Se l’hip-hop fosse il PD, Inoki sarebbe Pippo Civati
Con la recente scomparsa di Maradona si sono spesi fiumi d’inutili parole sulla distinzione tra calciatore e persona. Come sei poi il giudizio dell’uomo inficiasse in qualche modo i meriti sportivi. Che stronzata. La musica è un altro ambito, ma sarebbe pressoché impossibile scindere in due campi semantici il resoconto di un interprete che in quasi 30 anni di carriera ha praticamente fatto collimare la propria parabola umana con quella artistica, motivo che tutt’oggi rende l’MC (termine desueto ma mai come in questo caso calzante) bolognese uno dei più credibili esponenti della scena.
La prima volta che incontrai Inoki ero in prima media, in Trentino, in vacanza con l’oratorio feriale. L’Italia non aveva ancora vinto il suo quanto mondiale, i Club Dogo non avevano ancora pubblicato Mi Fist, Fabri Fibra militava ancora negli Uomini di Mare. Il rap non andava ancora di moda e anzi, chi ostentava una certa appartenenza al genere era oggetto di sonore prese per il culo. Le camere erano miste per promuovere chissà quale fenomeno d’integrazione tra ragazzi che, in mancanza dei social, nessuno aveva mai visto. Fra questi, nella mia stanza, capitò un compagno con i jeans larghi e il cappellino da baseball che pompava continuamente la stessa canzone da un cd masterizzato in una di quelle radioline portatili: era l’intro del 2theBeat. Ancora oggi ricordo i versi a memoria.
“Inoki pronto alla sfida di freestyle chiudi gli occhi”. L’assonanza è palese, chissà che in Wild Pirata Tedua non si sia lasciato ispirare dalla stesa traccia. Quella di Inoki sembra la parabola dell’ultimo Rocky, un Sylvester Stallone dell’hip-hop, ormai fuori tempo massimo e sfatto dalla vita che tenta di rimettersi in gioco per il semplice motivo di dimostrare a tutti di saperci ancora fare. E ci riesce clamorosamente.
Ci riesce mettendo da parte i dissapori, firmando collaborazioni con Salmo che solo pochi anni fa aveva dissato. Ci riesce adeguando lo slang all’interprete con cui s’interfaccia, alla città che racconta giustificando l’esistenza della sua crew interregionale, Rap Pirata, in un'ottica veramente old school in cui la credibilità non la si costruisce con i numeri degli streaming o su Instagram ma vivendo letteralmente la strada. Ci riesce senza soffocare il flow “mistico-lirico-tipico” che l’ha contraddistinto sin dagli esordi ma adeguandolo ai tempi che corrono rappando sulle basi dei migliori produttori della scena odierna (STABBER, Garelli, Sine, Crookers).
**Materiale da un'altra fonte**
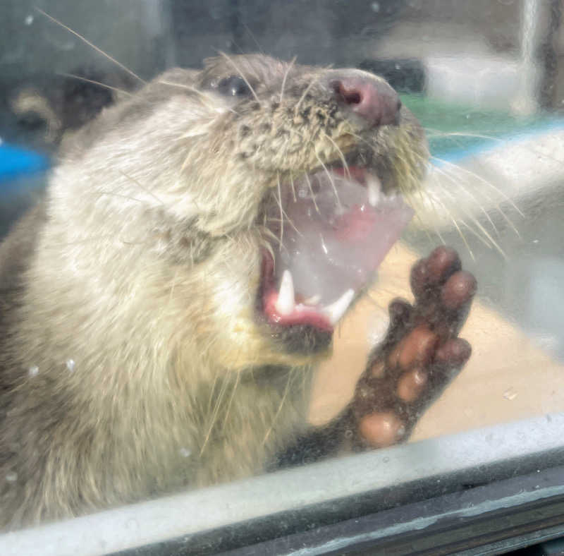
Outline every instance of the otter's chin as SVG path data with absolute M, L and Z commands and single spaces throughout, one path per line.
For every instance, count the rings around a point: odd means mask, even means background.
M 361 167 L 305 175 L 273 196 L 258 308 L 286 345 L 317 352 L 373 280 L 413 211 Z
Senza scimmiottare manieristicamente l’immagine di se stesso, di una musica che oggi non avrebbe senso, ma tenendone vivo il fuoco sacro. Insomma, rimanendo underground: continuando a suonare old school, non vecchio.
Sarebbe ipocrita non ammettere che, negli ultimi anni, l’autore di Bolo by Night non abbia mosso un certo senso di compassione, nel sottoscritto come in tanti dei suoi più fedeli fan, perso nel limbo della droga o forse più semplicemente spaesato in un mondo che non riconosceva più. Inoki si è ripulito ed ha ritrovato conseguentemente lucidità, come ammette a più riprese nel disco. Dissing ingiustificati, uscite infelici sui social, sporadici eventi di violenza fisica, ogni suo atteggiamento controverso ci appariva come l’ultimo barlume di una realness che i nuovi interpreti sembrano sempre più millantare, veniva giustificato in nome di un’integrità morale ai limiti del senechiano.
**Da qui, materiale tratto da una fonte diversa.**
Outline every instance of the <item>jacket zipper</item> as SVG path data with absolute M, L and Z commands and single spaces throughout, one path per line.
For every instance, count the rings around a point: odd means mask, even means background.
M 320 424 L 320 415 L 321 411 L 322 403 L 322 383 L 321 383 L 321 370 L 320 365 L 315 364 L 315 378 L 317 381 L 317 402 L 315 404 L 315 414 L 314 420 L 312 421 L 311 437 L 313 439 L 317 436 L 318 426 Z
Perché quindi non è possibile scindere Fabiano da Inoki, perché, condivisa o meno, non si può non rispettare la sua filosofia e non si può non ammirare la feroce coerenza con cui l’ha difesa negli anni, combattendo dall’interno una crociata già persa contro un mostro da lui stesso creato. Tenendo alta la bandiera di un’ideale, contro un’inarrestabile deriva che ha cancellato gli stilemi che hanno reso grande un genere e che lui per primo è stato in grado di applicare (e di vivere) nel contesto nazionale.
Se l’hip-hop fosse il PD, Inoki sarebbe Pippo Civati (semicit). A sei anni dall’ultimo album ufficiale, Medioego suona quasi di redenzione. E suona ancora benissimo.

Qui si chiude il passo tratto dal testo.